In truth, Lavoe, a skinny dude with something of a ditty-bopper slouch, was never my favorite. Compared to some of the other great voices — Cheo Feliciano, Rubén Blades, and Ismael Miranda, to say nothing of the incomparable Tito Rodriguez — he sounded nasal, even creaky, like somebody's hick grandfather. But coño, hombre, he took command of a stage. Salsa requires precision as much as emotion, a hard-wired feel for the rhythm, and an infallible instinct for the clave beat. The guys on the stage are all percussionists, even the wind instrumentalists. And from the perspective of the dance floor, Lavoe was one of the magicians who could make it all work.

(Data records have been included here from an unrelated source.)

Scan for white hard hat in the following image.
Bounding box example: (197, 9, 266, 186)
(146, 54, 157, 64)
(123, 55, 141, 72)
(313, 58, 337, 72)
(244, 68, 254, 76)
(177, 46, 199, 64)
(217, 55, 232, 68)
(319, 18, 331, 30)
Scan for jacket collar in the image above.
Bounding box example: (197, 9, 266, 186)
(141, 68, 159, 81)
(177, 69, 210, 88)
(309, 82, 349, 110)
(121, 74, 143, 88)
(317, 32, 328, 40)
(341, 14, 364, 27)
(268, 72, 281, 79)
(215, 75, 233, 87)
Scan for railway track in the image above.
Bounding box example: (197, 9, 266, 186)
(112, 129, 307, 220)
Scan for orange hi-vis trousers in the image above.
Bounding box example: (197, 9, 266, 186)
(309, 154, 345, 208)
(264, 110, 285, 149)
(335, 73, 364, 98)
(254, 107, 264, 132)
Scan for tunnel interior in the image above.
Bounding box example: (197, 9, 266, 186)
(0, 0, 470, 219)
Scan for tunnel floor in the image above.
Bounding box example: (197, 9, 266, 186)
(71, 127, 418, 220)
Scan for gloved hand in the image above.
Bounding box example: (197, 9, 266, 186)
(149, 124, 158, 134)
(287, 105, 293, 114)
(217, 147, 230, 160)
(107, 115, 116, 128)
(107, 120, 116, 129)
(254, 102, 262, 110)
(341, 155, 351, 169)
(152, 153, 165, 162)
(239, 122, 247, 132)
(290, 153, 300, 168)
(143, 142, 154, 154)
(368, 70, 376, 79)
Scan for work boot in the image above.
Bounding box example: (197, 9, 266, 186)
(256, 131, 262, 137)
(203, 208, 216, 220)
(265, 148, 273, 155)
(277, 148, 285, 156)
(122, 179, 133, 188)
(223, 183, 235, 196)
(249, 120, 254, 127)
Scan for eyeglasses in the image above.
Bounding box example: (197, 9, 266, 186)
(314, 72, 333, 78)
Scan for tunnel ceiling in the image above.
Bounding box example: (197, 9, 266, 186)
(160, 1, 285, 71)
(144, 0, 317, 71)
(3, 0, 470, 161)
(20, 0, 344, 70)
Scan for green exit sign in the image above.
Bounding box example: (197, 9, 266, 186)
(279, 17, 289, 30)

A distinctive part of Lavoe, I think, was that he never really crossed over from Puerto Rico to the United States; he always nurtured that jíbaro connection. When he performed, there was directness to him, the attitude of a man saying: "Let me explain myself. I'm often misunderstood, but I'm a person of dignity and joy." His Spanish-speaking audience loved him for it, always perceiving him as a great man of the people rather than as a romantic heartthrob.

The drugs? The movie doesn't say it, but habits must have been sustained by the grueling routine of the so-called cuchifrito circuit. Playing two or three nightclub gigs a night (bars could serve liquor until 4 a.m.), then grinding away till dawn at an after-hours club took a lot of strength. Lavoe didn't have the iron determination of some of the younger bandleaders. I remember one night in 1981 or 1982, standing with his musicians, one or two of them world-class percussionists who put in time with the Fania All-Stars, in front of a Bronx nightclub. Everybody was fidgeting restlessly, waiting for Héctor. It was the band's third stop that night. No Héctor Lavoe, no gig, no fee from the club. Héctor never showed. There were a lot of pissed-off musicians and customers. That might have been the beginning of the end for Héctor Lavoe.